Open WebUI provides two ways to execute Python code:

  1. Manual Code Execution: Run Python code blocks generated by LLMs using a "Run" button in the browser (uses Pyodide/WebAssembly).
  2. Code Interpreter: An AI capability that allows models to automatically write and execute Python code as part of their response (uses Pyodide or Jupyter).

Both methods support visual outputs like matplotlib charts that can be displayed inline in your chat. When using the Pyodide engine, a persistent virtual filesystem at /mnt/uploads/ is available — files survive across code executions and page reloads, and files attached to messages are automatically placed there for your code to access.

Code Interpreter Capability

The Code Interpreter is a model capability that enables LLMs to write and execute Python code autonomously during a conversation. When enabled, models can:

  • Perform calculations and data analysis
  • Generate visualizations (charts, graphs, plots)
  • Process data dynamically
  • Execute multi-step computational tasks

Enabling Code Interpreter

Per-Model Setup (Admin):

  1. Go to Admin Panel → Models
  2. Select the model you want to configure
  3. Under Capabilities, enable Code Interpreter
  4. Save changes

Global Configuration (Admin Panel):

These settings can be configured at Admin Panel → Settings → Code Execution:

  • Enable/disable code interpreter
  • Select engine: Pyodide (recommended) or Jupyter (Legacy)
  • Configure Jupyter connection settings
  • Set blocked modules

Global Configuration (Environment Variables):

VariableDefaultDescription
ENABLE_CODE_INTERPRETERtrueEnable/disable code interpreter globally
CODE_INTERPRETER_ENGINEpyodideEngine to use: pyodide (browser, recommended) or jupyter (server, legacy)
CODE_INTERPRETER_PROMPT_TEMPLATE(built-in)Custom prompt template for code interpreter
CODE_INTERPRETER_BLACKLISTED_MODULES""Comma-separated list of blocked Python modules

For Jupyter configuration, see the Jupyter Notebook Integration tutorial.

Filesystem Prompt Injection

When the Pyodide engine is selected, Open WebUI automatically appends a filesystem-awareness prompt to the code interpreter instructions. This tells the model about /mnt/uploads/ and how to discover user-uploaded files. When using Jupyter, this filesystem prompt is not appended (since Jupyter has its own filesystem).
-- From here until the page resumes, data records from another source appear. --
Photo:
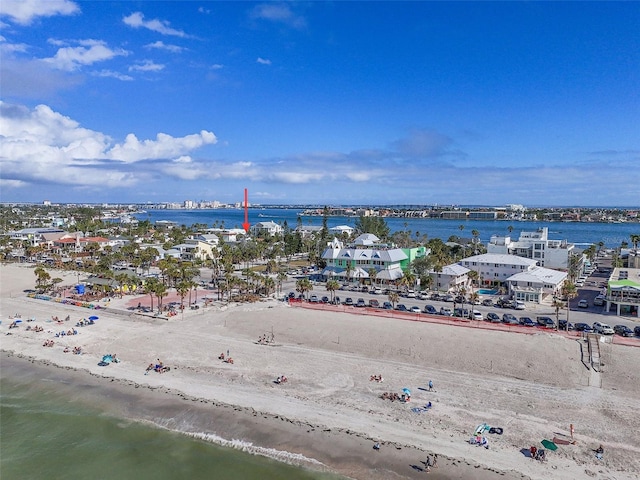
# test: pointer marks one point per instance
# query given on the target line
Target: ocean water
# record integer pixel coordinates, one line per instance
(48, 432)
(612, 234)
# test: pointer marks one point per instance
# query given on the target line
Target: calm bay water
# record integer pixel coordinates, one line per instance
(612, 234)
(48, 433)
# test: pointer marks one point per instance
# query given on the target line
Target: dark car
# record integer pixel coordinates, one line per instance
(430, 309)
(527, 322)
(546, 322)
(623, 330)
(562, 325)
(583, 327)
You do not need to include filesystem instructions in your custom CODE_INTERPRETER_PROMPT_TEMPLATE — they are added automatically.

Native Function Calling (Native Mode)

When using Native function calling mode with a capable model (e.g., GPT-5, Claude 4.5, MiniMax M2.5), the code interpreter is available as a builtin tool called execute_code. This provides a more integrated experience:

  • No XML tags required: The model calls execute_code(code) directly
  • Same image handling: Base64 image URLs in output are replaced with file URLs; model embeds via markdown

Requirements:

  1. ENABLE_CODE_INTERPRETER must be enabled globally
  2. Model must have code_interpreter capability enabled
  3. Model must use Native function calling mode (set in model's advanced params)

For more details on builtin tools and native mode, see the Tool Development Guide.

Displaying Images Inline (matplotlib, etc.)

When using matplotlib or other visualization libraries, images can be displayed directly in the chat. For this to work correctly, the code must output the image as a base64 data URL.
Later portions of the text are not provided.